Can you define leadership in a way that does not entail being in charge of people? Can your definition account for leadership shown by outsiders, such as green leaders, who aren’t in charge of those who follow?
When we think about leadership, we visualize a person at the head of a group. But this rules out several kinds of leadership that don’t entail being in charge of anyone:
- Outsiders, like green leaders, having a leadership impact on faraway communities they have never met.
- Market leading companies, like Apple, leading their competitors.
- Countries that implement new policies, leading others to follow their example.
- Bottom-up leadership shown when a front-line innovator convinces management to adopt a new product.
- Martin Luther King’s leadership impact on the general population.
- Leading by example, where employees demonstrate a better way of working and colleagues follow suit.
- Managers promoting a new idea in a meeting with peers and having a one-off leadership impact on them without being seen as the group’s informal leader.
None of these kinds of leadership involves being in charge of followers. The leader may not even know those who follow and, in two cases, countries and market leading companies, are not even individuals: leadership can be shown by groups.

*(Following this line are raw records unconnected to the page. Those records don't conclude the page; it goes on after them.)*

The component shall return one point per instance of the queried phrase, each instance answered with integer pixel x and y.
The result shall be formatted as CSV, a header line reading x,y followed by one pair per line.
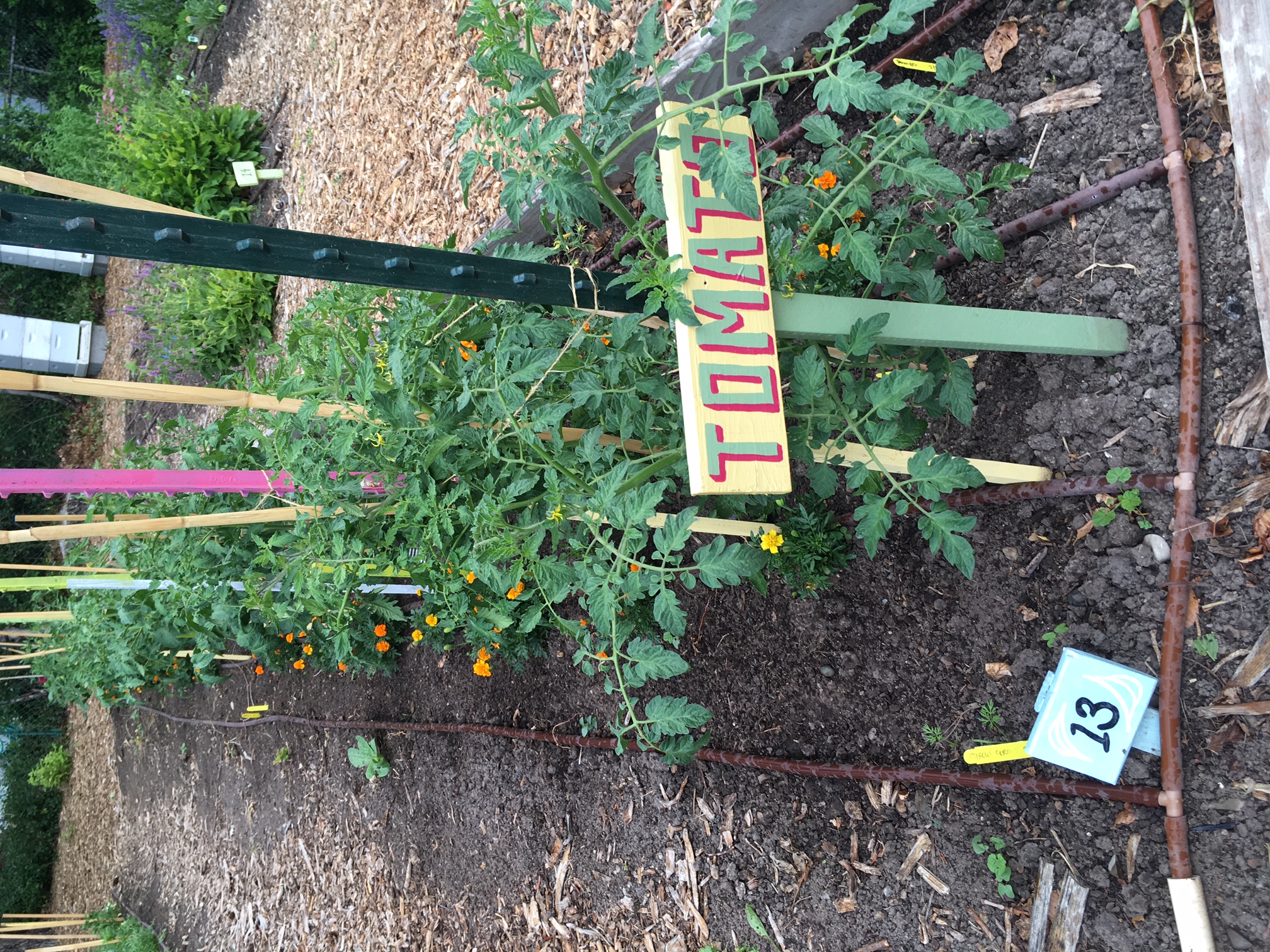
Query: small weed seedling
x,y
1130,502
367,754
997,864
1051,637
990,717
1206,645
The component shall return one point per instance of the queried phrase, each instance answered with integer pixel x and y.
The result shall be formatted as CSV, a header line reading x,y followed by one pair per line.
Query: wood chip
x,y
920,848
1002,40
1066,101
1254,667
934,881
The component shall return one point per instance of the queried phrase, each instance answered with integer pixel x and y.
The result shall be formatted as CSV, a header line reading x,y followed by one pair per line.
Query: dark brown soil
x,y
900,643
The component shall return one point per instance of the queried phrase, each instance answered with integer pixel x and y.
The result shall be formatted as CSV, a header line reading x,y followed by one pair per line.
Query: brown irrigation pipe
x,y
1187,446
1078,202
934,32
997,782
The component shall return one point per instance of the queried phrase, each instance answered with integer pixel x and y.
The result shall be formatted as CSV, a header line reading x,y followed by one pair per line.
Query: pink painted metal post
x,y
168,482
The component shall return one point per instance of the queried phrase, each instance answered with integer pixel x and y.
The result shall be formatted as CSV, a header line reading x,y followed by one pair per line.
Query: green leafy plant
x,y
997,863
990,717
813,546
367,756
52,771
122,932
1207,645
1052,637
1128,502
205,319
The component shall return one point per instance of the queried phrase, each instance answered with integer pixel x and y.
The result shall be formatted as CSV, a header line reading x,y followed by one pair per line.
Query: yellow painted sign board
x,y
729,377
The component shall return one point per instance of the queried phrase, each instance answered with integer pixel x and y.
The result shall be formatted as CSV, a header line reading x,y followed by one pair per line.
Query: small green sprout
x,y
1051,637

A broad definition of leadership
There is only one thing that all of the above kinds of leadership share: some individuals or groups follow the lead of some other individuals or groups. In each case, those who follow are influenced to do so. No one makes a decision for them or takes charge of anyone even informally. Thus, all such instances of leadership are based on pure, non-coercive, informal influence; no formal authority is involved.
A broad definition of leadership that captures these diverse instances is: leadership influences others to change direction, either by example or by advocating a better way.
…leadership influences others to change direction, either by example or by advocating a better way.
This means that leadership is influence, nothing more. We need to be clear that NOT ALL forms of influence count as leadership. There are kinds of influence, such as selling, TV advertising or persuading your children to eat their vegetables that is not leadership.
Applying our definition to people in charge of groups
If leadership means influencing people to think or act differently, and it is not a role by definition, then all role aspects of being a CEO, president or manager must not count as leadership. If leadership is not a role, then those in charge can only SHOW leadership, not BE leaders. There are no leaders, just occasional leadership acts.
Disreputable people can show leadership, including criminals. Artists with zero emotional intelligence can have a leadership impact on other artists, simply by the beauty and novelty of their work. They may not even want to have this leadership impact. This means that any personality trait that is alleged to be essential for leadership is really only a situational requirement. Certain traits may be necessary in order to influence some people on some issues in some situations. For example, you couldn’t take a leadership stand on a particular moral principle without being seen to adhere to that principle yourself.
The bottom line is that, what we normally call leadership traits are really what it takes to influence people to change direction. But this is always in the eye of the beholder, hence totally situational. When we think of the heads of organizations then we need to see them as executives or managers who only occasionally show leadership. Their role makes them managers while leadership is an intermittent influence process not a role.
Consider trust as a conventionally important leadership trait. If you want to show leadership to people, to influence them, they may need to trust you if, for example, you are asking them to help you achieve a difficult, risky task, to venture into the unknown. However, if you are leading by example, on an everyday work process, your followers can judge for themselves whether your action is worthwhile and they may not need to trust you. One-off acts of influence are more situational then roles in terms of the traits they require to have a leadership impact. Conversely being a manager means occupying a role and ALL role occupants need to be trusted, not just leaders but partners, store cashiers and lighthouse operators.
So, in defining leadership we first need to decide whether it is a role or not. And, if not, a totally different picture emerges, one that is more situational.